Joined: Jan 24, 2002
Posts: 49
This question is from Dan Chisholm's mock.
class I {
public static void main (String s[]) {
int i = 5;
int j = 10;
System.out.println(i & j | i ^ j ^ i >> 1 == j ? i & j : i ^ j);
}
}
What is the result of attempting to compile and run the above program?
a. Prints: 0
b. Prints: 5
c. Prints: 10
d. Prints: 15
e. Prints: true
f. Prints: false
g. Runtime Exception
h. Compiler Error
i. None of the Above
I was wondering how does this run " i & j | i ^ j ^ i >> 1 == j ? i & j : i ^ j "? What's the order?
Where can I find good tutorials about this? I feel NOT confident in this field.
Thanks a million!
Moya
Barry Gaunt
Ranch Hand

Joined: Aug 03, 2002
Posts: 7729
To be really brutal, try the Java Language Specification.
Otherwise, look at the tutorials to be found at the Sun Java Website
or here on JavaRanch.
-Barry


Ask a Meaningful Question and HowToAskQuestionsOnJavaRanch
Getting someone to think and try something out is much more useful than just telling them the answer.
Ron Newman
Ranch Hand

Joined: Jun 06, 2002
Posts: 1056
http://java.sun.com/docs/books/tutorial/java/nutsandbolts/expressions.html has an operator precedence table.
There must also be one somewhere in the JLS, but I don't know where. I hope someone else can post a link.
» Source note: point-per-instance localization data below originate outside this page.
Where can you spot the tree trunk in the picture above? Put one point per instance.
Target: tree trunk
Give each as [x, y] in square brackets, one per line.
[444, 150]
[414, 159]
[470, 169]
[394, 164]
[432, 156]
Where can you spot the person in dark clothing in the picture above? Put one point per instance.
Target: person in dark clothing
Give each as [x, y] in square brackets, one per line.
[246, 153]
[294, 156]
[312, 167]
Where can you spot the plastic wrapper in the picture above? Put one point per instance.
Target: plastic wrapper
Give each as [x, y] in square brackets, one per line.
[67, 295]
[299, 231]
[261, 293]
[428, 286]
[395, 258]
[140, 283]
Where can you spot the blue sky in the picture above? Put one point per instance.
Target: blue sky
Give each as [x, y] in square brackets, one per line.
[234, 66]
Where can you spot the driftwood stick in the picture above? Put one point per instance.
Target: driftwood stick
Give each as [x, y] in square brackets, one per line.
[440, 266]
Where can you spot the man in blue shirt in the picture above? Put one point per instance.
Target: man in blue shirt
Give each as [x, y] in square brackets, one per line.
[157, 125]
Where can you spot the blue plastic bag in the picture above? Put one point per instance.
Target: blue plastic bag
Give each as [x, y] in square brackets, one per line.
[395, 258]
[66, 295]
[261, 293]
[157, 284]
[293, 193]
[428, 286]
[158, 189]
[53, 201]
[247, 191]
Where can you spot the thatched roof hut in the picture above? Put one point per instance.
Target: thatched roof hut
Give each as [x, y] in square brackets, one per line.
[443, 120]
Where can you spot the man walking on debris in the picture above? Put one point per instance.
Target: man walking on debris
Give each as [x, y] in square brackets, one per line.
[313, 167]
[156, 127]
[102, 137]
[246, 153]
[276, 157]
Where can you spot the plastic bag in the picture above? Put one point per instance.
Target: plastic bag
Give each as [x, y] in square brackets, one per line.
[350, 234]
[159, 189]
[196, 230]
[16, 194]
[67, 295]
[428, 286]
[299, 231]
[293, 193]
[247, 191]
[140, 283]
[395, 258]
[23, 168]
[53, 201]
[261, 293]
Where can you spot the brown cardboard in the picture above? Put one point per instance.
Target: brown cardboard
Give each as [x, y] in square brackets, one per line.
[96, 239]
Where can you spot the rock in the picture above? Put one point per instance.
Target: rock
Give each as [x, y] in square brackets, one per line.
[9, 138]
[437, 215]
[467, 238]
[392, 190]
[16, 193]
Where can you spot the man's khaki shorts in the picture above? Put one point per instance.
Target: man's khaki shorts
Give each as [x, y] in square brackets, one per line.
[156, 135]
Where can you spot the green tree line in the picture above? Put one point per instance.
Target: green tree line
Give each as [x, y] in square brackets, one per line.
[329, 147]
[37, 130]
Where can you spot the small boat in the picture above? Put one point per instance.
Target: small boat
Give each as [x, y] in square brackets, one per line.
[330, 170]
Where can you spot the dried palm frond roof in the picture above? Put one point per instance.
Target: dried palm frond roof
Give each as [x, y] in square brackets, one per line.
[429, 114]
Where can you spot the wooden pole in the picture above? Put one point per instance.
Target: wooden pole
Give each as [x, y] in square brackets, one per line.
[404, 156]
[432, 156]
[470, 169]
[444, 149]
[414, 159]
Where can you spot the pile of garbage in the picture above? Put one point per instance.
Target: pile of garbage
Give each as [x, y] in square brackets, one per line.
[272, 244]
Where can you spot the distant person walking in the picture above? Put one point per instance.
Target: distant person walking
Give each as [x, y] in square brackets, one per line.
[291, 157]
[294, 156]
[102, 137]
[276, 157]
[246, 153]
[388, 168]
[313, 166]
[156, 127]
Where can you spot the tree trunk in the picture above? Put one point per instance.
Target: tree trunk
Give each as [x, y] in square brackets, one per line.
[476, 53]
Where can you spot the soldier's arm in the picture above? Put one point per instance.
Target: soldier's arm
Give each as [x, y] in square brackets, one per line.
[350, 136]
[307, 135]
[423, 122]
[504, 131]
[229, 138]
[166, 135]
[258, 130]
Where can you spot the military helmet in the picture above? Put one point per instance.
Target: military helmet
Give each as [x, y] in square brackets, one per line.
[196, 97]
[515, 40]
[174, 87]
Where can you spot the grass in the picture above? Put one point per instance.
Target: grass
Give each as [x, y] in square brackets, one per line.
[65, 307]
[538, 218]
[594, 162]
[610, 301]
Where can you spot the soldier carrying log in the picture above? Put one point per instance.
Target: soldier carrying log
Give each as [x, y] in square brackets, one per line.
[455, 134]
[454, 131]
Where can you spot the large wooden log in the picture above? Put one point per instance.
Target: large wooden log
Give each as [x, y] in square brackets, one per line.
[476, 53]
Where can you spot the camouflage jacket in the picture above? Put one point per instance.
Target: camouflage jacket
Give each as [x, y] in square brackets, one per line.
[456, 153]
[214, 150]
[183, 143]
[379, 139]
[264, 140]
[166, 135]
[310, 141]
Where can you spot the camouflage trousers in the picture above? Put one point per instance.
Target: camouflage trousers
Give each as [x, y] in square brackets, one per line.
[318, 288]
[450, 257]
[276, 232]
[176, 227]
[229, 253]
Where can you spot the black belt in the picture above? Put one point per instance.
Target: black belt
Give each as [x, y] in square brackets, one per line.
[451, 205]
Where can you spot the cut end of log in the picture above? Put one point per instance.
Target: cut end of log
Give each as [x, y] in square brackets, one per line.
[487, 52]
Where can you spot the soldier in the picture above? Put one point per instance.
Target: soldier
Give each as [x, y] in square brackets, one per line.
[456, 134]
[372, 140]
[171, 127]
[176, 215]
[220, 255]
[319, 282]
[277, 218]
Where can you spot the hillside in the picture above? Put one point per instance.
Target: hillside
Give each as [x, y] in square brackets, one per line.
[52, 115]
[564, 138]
Ron Newman - SCJP 1.2 (100%, 7 August 2002)
janus place
Greenhorn

Joined: Aug 14, 2002
Posts: 8
The answer is (h) : Code does not compile.
-Janus
Dan Chisholm
Ranch Hand

Joined: Jul 02, 2002
Posts: 1865
i & j | i ^ j ^ i >> 1 == j ? i & j : i ^ j
Java evaluates expressions from left to right. The first expression to be evaluated is (i & j). The result is zero. The next expression to be evaluated is the "or" operation.
0 | (((i ^ j) ^ ((i >> 1) == j)) ? i & j : i ^ j)
The left operand is zero and the right operand is the rest of the expression. Java will continue to evaluate the rest of the expression until an operator is encountered that has equal or lower precedence than the "or" operator.
Java will evaluate the expression that is the right operand of the "or" operator.
((i ^ j) ^ ((i >> 1) == j))
The first "exclusive or" operation on the left (i ^ j) is evaluated first. The result is a binary value of 1111 of type "int", and it becomes the left operand of the next "exclusive or" operation. The right operand of the second "exclusive-or" operation is as follows.
((i >> 1) == j)
The result of ((i >> 1) == j) is a boolean value of false.
Java then tries to evaluate the "exclusive or" operation
(1111 ^ false)
The result is a compiler error.
[ August 15, 2002: Message edited by: Dan Chisholm ]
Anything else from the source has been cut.